|Autor(es)||Miguel Ortega y Vallejo y Calabria|
|Destinatário(s)||Manuela de Quesada|
Letter from Miguel Ortega y Vallejo y Calabria to Manuela de Quesada.
The author reprimands Manuela de Quesada for not having met him in the convent, as they previously planned to do.
In 1682 Alonso de Herrera, chief magistrate of the Royal Chancellery in Granada investigated a case of violation in the convent of Santa Clara, in the village of Martos. The denunciation was issued by the nuns of the convent, and the people accused were Pedro de Escobedo y Cabrera, Knight of the Order of Calatrava and the most important man of Martos, together with Miguel de Ortega y Vallejo and a priest, Juan Salcedo. The three men had had forbidden relationships with three nuns: Quiteria González y Mora, Manuela de Quesada and Ana de Ortega. Private letters from Quiteria González, founded in the house of Pedro, revealed that the relationship between the two was at the origin of the whole scandal. Because of him she had left the house of his parents, and they went away from Martos for some days. When they came back, he left Quiteria in the convent and went to America, where he probably has some kind of official role. During his absence, their correspondence continued. When he came back she was already a professed nun, but this fact did not prevent them to continue their relationship. Moreover, the house of Pedro adjoined the convent, making everything even simpler. Quiteria González tried also to convince another nun, Juana de Santiago, to start a relationship with her lover, but Juana rejected the offer vehemently. The pregnancy of Quiteria González made the scandal even bigger. Another aspect of the scandal was that Pedro had illicitly married Isabel de Ortega, after raping her.

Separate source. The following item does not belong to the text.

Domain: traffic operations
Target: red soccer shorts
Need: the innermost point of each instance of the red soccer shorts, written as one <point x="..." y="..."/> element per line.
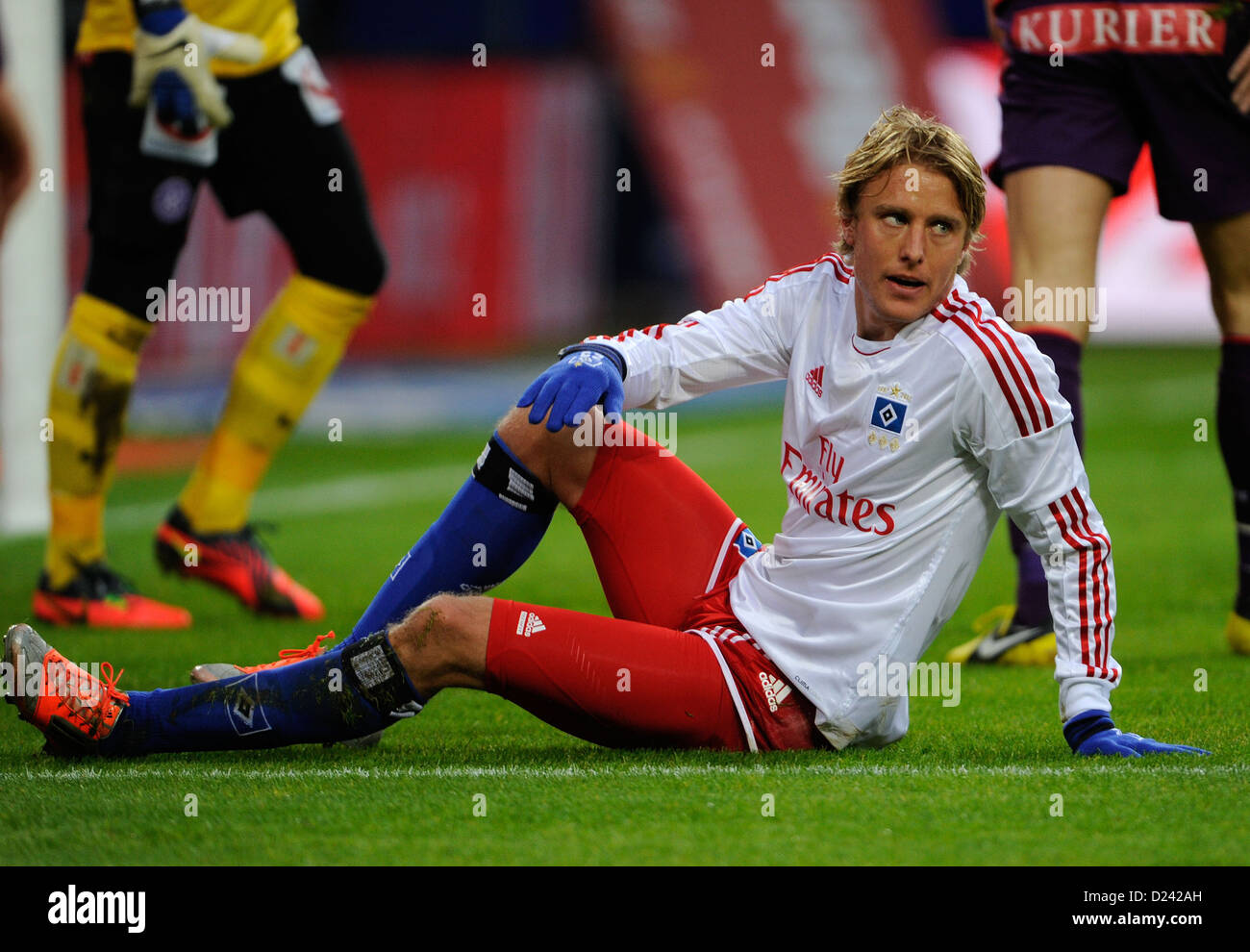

Don Pedro tried to escape justice and he hid in his house. When Alonso de Herrera went to imprison him, Pedro shot and injured de Herrera in the head. The process ended with capital punishment for Pedro, Manuel, Juan Salcedo and other people who had helped them. The sentence declared that Pedro had to be beheaded, his head had to be exposed in the highest tower of Martos and his right hand on the door of the city tobacco shop. The punishment for the nuns was decided by a separate ecclesiastic court, and we do not know anything about the sentence.
Several letters were seized from the house of Pedro de Escobedo. Among them, we can find the love letters sent to Quiteria González. Along with them, there more than 200 letters, which permit us to partially reconstruct other aspects of the life of Pedro de Escobedo, from his family life to his career. Among those letters we can find his correspondence with Juana de Cárdenas, which link this process with another brought to the Royal Council of the Military Orders, for the illicit marriage between Pedro de Escobedo and Isabel María de Ortega. Juana was responsible for the lodging of the girl, and although she should have avoided what happened, it is certain that she played an important role as intermediary.